Türkiye'de, IŞİD'e atfedilen bir seri kanlı terörist saldırı gerçekleşti - Diyarbakır, Suruç ve en son Ankara'da-, gizemli bir sebepten bu saldırıların tamamı HDP'yi destekleyen sivilleri hedef aldı. Polisin ambulansların yaralıları almasını engellediği ya da yaralılara biber gazı sıktığı defalarca rapor edildi.
Sonuç olarak, Kasım'daki seçimlerden birkaç hafta önce gerçekleştirmeyi planladığı mitingleri iptal etti ve HDP yeteri kadar HDP oy kaybetti, Erdoğan'ın partisi ise yeniden tek başına iktidar oldu.
Erdoğan hükümeti ve IŞİD arasında kesin bir bağlantı kurmak tartışmaya açık olabilir ancak bazı şeyler neredeyse kesin. Türkiye, Suriye'nin Kürtler tarafından kontrol edilen bölgelerine uyguladığı blokajın benzerini IŞİD bölgelerine uygulamış olsaydı, IŞİD'e sunduğu iyi niyetli ihmali YPG ve PKK'ya da yöneltseydi, kanlı halifelik şimdiden çökmüş olurdu, muhtemelen Paris saldırıları da gerçekleşmezdi. Türkiye bunu şimdi bile yapsa, IŞİD muhtemelen birkaç ay içinde çöker. Gelgelelim, herhangi bir batılı liderin Erdoğan'a bu konuda çağrıda bulunduğunu gördünüz mü?

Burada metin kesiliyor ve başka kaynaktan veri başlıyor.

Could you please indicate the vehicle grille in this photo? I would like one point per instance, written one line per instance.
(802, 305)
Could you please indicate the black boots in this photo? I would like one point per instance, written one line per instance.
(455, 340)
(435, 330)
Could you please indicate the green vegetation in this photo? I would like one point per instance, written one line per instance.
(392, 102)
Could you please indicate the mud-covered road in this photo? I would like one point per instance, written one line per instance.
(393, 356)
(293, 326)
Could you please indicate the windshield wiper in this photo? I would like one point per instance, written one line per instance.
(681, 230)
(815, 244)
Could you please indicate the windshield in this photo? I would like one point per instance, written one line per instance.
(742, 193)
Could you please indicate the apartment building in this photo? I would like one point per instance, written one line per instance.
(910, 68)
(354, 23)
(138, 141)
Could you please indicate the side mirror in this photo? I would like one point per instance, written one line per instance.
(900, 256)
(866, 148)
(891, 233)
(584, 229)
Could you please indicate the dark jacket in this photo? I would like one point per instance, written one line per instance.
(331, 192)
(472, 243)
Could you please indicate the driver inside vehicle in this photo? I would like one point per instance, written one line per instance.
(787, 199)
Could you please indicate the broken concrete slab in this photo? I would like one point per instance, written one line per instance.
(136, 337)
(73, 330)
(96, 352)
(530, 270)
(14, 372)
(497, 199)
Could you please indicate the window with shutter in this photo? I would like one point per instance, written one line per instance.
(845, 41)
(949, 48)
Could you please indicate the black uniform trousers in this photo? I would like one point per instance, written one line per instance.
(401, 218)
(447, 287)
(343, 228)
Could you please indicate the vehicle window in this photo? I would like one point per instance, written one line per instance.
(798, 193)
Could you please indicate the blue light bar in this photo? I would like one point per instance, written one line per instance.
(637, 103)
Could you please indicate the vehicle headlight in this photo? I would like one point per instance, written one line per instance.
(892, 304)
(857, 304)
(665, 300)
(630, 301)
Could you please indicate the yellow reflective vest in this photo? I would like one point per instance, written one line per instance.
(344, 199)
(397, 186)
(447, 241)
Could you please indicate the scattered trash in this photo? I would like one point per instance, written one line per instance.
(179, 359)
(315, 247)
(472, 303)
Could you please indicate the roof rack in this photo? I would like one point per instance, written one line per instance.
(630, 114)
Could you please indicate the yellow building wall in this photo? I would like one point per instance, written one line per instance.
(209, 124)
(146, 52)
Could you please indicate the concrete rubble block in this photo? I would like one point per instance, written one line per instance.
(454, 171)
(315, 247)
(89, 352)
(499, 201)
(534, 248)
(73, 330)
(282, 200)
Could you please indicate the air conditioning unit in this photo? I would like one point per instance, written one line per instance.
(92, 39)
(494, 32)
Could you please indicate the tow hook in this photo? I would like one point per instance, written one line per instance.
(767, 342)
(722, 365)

Bir dahaki sefere siyasetçilerden birinin teröre karşı kapsamlı bir savaşa girdiğimiz için sivil özgürlükler ya da göçmen hakları konusunda aşırı önlemler alınması gerektiğini söylediğini duyduğunuzda, tüm bunları aklınızda tutun. Çözümleri, politik olarak ikna edici olduğu ölçüde kapsamlı. Tüm bunlardan sonra, Türkiye stratejik bir müttefik. Yani, teröre karşı deklarasyonlarından sonra, IŞİD'in varlığını sürdürmesini mümkün kılan kişiyle arkadaşça çay içmiş olmaları muhtemel."